Franchise Tax Board, “California Income Tax Expenditures: Compendium of Individual Provisions”, updated December 2008.
http://www.ftb.ca.gov/aboutftb/taxExp08.pdf


Meg Says…Provide a $10,000 Tax Credit for Home Purchases

“To encourage homeownership and lessen the economic damage of last year’s mortgage crisis, Meg will provide a $10,000 tax credit to the buyers of new and existing homes. This will boost California’s real estate industry and improve the values of existing homes.” p. 12

But Meg…

“…Schwarzenegger signed AB 183 allowing first time homebuyers a tax credit equal to the lesser of 5 percent of a home’s purchase price or $10,000....The measure is an extension of a similar credit that expired last year....The credits are capped at $200 million – half for buyers of new homes, half for first time buyers of existing homes...
Whitman says she would provide the same thing but makes no mention of limiting it to first-time homebuyers.”
http://californiascapitol.com/blog/?p=2259


Meg Says…Provide a Tax Credit for Green Tech Job Creation

“…create incentives for employers to create green tech jobs by offsetting part of the cost of hiring new workers through a tax credit. These credits will apply only to permanent jobs directly involved in the development of alternative energy and other environmentally friendly technologies” p. 12

But Meg…

“…On March 24, Schwarzenegger signed into law SB 71 allowing the state to grant a sales tax exemption for manufacturing equipment purchased by so-called green technology companies.
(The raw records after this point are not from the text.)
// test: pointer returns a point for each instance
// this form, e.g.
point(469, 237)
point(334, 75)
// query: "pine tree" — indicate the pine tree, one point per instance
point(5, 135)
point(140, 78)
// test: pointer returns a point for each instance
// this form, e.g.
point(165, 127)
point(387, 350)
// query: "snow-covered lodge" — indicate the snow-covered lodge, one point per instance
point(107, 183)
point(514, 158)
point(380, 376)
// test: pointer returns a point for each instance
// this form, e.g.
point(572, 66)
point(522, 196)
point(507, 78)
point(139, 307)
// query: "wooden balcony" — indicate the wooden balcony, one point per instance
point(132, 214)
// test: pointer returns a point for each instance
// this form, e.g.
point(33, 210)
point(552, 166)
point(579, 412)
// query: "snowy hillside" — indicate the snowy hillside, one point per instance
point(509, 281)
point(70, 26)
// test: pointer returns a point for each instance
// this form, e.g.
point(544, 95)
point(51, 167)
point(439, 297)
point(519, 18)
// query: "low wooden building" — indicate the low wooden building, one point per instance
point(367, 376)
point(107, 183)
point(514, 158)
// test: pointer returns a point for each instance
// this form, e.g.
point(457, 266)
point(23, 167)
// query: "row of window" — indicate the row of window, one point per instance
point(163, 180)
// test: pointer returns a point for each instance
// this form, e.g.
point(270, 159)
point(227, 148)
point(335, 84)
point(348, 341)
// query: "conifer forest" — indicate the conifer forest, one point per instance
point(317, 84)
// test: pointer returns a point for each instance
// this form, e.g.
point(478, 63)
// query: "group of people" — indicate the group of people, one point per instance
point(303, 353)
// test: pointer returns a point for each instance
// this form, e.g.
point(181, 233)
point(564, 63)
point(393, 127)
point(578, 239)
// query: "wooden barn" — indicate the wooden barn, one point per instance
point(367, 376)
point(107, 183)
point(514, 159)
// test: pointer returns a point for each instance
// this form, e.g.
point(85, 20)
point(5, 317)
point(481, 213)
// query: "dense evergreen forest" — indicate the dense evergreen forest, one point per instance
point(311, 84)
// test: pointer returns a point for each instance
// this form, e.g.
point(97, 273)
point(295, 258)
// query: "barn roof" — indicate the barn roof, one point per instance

The law defines green as cogeneration technology, energy conservation, solar, biomass, wind, geothermal, specified hydro-electric, or any other energy efficient technologies that reduce the use of fossil and nuclear fuels.” Also included, “advanced electric distributive generation technology and energy storage technology.”

The law requires the Legislature be notified when the total of the exemptions hits $100 million. No further exemptions can be granted without legislative approval.”
http://californiascapitol.com/blog/?p=2259


Meg Says…A Final Word: California’s Debt Crisis

“We can’t continue to use gimmicks to patch up the structural problems with the General Fund, while billions get added on top of the state’s debt”. pp. 12-13.












Meg 2010 Building A New California, p.13

But Meg….A Final Fact Check

There appears to be a direct correlation between California’s rising debt and increases in tax cuts.